Rogan quotes one former senior budget official explaining the estimate as "a political document." Its purpose is to set up "the new administration immediately to have to make a decision of how to deal with the perception that they are either cutting defense or adding to it." In other words, anything less than a $69 billion nominal increase will be portrayed as a cut. And it would be understandable if a new president -- viewed skeptically by most of the officer corps and lacking a strong mandate on national security issues -- chose to shy away from opening his administration with such a fight.
It would be understandable, but it would also be a mistake. We're talking about a lot of money. How much? Well, the $450 billion over five years that the Pentagon is looking for happens to be the exact amount that a Center for American Progress task force calculated would be required to cut the poverty rate in half. It's around what's estimated to be the cost of implementing Obama's health care reform plans. The Obama campaign's been planning to pay for some of its proposals with savings from ending the military operation in Iraq, but part of the motive for the scaled-up budget request is the military's desire to ensure that money is simply shifted from the "emergency" column to the "permanent" column. Accepting this kind of thinking will make progressive governance extremely difficult. Even if the new administration endorses the view that large short-term deficits aimed at pulling us out of an economic quagmire are fine, new long-term spending commitments are needed to address some fundamental issues.

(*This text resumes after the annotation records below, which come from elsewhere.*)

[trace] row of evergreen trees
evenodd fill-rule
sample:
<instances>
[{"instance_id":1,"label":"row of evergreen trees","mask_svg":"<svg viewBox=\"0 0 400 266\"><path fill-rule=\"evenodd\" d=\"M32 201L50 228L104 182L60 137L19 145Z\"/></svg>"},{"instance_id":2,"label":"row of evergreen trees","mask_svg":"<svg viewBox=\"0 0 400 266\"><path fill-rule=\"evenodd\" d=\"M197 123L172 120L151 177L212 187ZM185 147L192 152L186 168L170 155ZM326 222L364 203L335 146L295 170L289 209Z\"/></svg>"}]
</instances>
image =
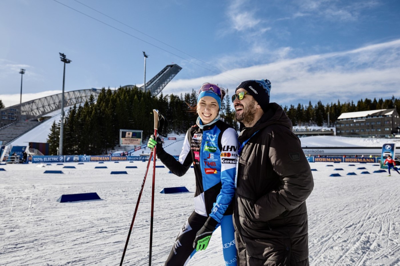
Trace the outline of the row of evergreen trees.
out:
<instances>
[{"instance_id":1,"label":"row of evergreen trees","mask_svg":"<svg viewBox=\"0 0 400 266\"><path fill-rule=\"evenodd\" d=\"M222 103L222 119L238 129L231 108L228 91ZM153 109L166 117L168 132L184 134L194 124L196 114L188 111L186 103L196 105L198 93L194 90L180 96L174 94L152 96L137 87L120 88L116 91L103 88L97 102L91 96L83 105L74 105L65 117L63 153L107 154L118 144L120 129L143 130L144 141L154 133ZM60 123L55 121L48 135L50 154L57 154Z\"/></svg>"},{"instance_id":2,"label":"row of evergreen trees","mask_svg":"<svg viewBox=\"0 0 400 266\"><path fill-rule=\"evenodd\" d=\"M289 107L285 106L283 109L294 126L316 125L333 127L338 117L343 113L393 108L396 108L397 112L400 113L400 98L396 99L393 96L390 99L380 98L378 101L375 98L373 100L366 98L364 100L359 100L356 105L352 101L351 103L341 103L338 100L337 103L331 103L324 106L319 101L313 106L310 101L308 105L299 103L297 107L291 105Z\"/></svg>"},{"instance_id":3,"label":"row of evergreen trees","mask_svg":"<svg viewBox=\"0 0 400 266\"><path fill-rule=\"evenodd\" d=\"M143 92L137 87L120 88L116 91L103 88L96 102L91 96L83 105L70 109L65 118L64 129L64 154L99 155L107 154L118 145L120 129L143 130L144 141L154 133L153 109L157 109L169 123L169 133L184 134L195 123L197 115L188 111L188 104L193 106L197 102L198 93L192 89L191 93L180 96L162 93L158 97L150 92ZM221 119L237 130L238 125L231 108L228 91L222 103ZM314 106L311 102L308 106L300 103L295 107L291 105L284 109L294 125L322 126L327 125L328 113L330 125L334 123L342 113L400 108L400 99L359 101L357 105L351 103L322 105L319 101ZM400 110L398 109L400 113ZM57 154L60 141L60 123L55 121L48 135L50 154Z\"/></svg>"}]
</instances>

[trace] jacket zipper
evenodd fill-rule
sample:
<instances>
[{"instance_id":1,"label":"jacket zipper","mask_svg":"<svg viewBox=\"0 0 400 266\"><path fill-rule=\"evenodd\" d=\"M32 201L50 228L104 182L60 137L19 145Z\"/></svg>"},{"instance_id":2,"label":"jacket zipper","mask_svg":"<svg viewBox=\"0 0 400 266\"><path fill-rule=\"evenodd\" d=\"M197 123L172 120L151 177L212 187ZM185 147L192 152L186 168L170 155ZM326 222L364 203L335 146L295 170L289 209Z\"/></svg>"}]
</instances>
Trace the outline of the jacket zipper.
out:
<instances>
[{"instance_id":1,"label":"jacket zipper","mask_svg":"<svg viewBox=\"0 0 400 266\"><path fill-rule=\"evenodd\" d=\"M270 228L270 230L272 231L272 228L270 226L270 223L268 221L267 221L267 224L268 225L268 228Z\"/></svg>"}]
</instances>

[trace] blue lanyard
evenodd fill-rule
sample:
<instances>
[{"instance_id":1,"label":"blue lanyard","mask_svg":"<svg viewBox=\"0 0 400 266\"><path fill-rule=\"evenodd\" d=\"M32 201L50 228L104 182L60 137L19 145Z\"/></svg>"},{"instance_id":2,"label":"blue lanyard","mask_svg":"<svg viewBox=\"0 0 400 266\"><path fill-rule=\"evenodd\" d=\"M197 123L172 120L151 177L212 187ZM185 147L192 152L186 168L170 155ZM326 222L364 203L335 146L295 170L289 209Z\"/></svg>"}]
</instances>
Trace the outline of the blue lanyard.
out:
<instances>
[{"instance_id":1,"label":"blue lanyard","mask_svg":"<svg viewBox=\"0 0 400 266\"><path fill-rule=\"evenodd\" d=\"M238 153L239 154L239 156L240 155L240 153L242 153L242 150L243 149L243 147L244 147L244 145L246 143L247 143L247 141L248 141L249 139L251 139L252 137L253 137L255 135L256 135L256 133L257 132L258 132L258 131L259 131L259 130L257 130L257 131L256 131L254 133L254 134L253 134L252 135L251 135L251 137L250 137L248 139L246 139L245 141L243 141L243 143L242 143L242 145L240 145L240 147L239 147L239 151L238 152Z\"/></svg>"}]
</instances>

This request for increases on top of increases is coming at a time when, realistically, we should be looking for areas in which to pare back our defense spending. The United States already accounts for over half of world defense spending. And of non-U.S. defense spending, over half is accounted for by the combined budgets of France, the UK, Germany, Italy, South Korea, Japan, Australia, Turkey, and Spain -- all close allies bound by treaty to the United States, and that's not even an exhaustive list of our military allies.
Simply put, though the United States faces some real national security challenges, insufficient military spending is not the source of any of those challenges. Meanwhile, the best thing we can do to ensure that we're prepare for some hypothetical scenario in which we do face a conventional military challenge decades in the future is not to stockpile weapons systems that will be badly obsolete long before any such challenge emerges, but to continue to grow the economic and technological base that provides the foundation for our military superiority.
That means fixing health care, improving education, and building an environmentally sustainable infrastructure. None of that can be done merely by spending money, but none of it can be done without spending a lot of money. And it can't all be financed just by repealing the Bush tax cuts. That means taking a look at unnecessary spending. That of course will include domestic programs, but the military's share of the budget is just far too large and so wildly out of line with what other countries are spending to ignore.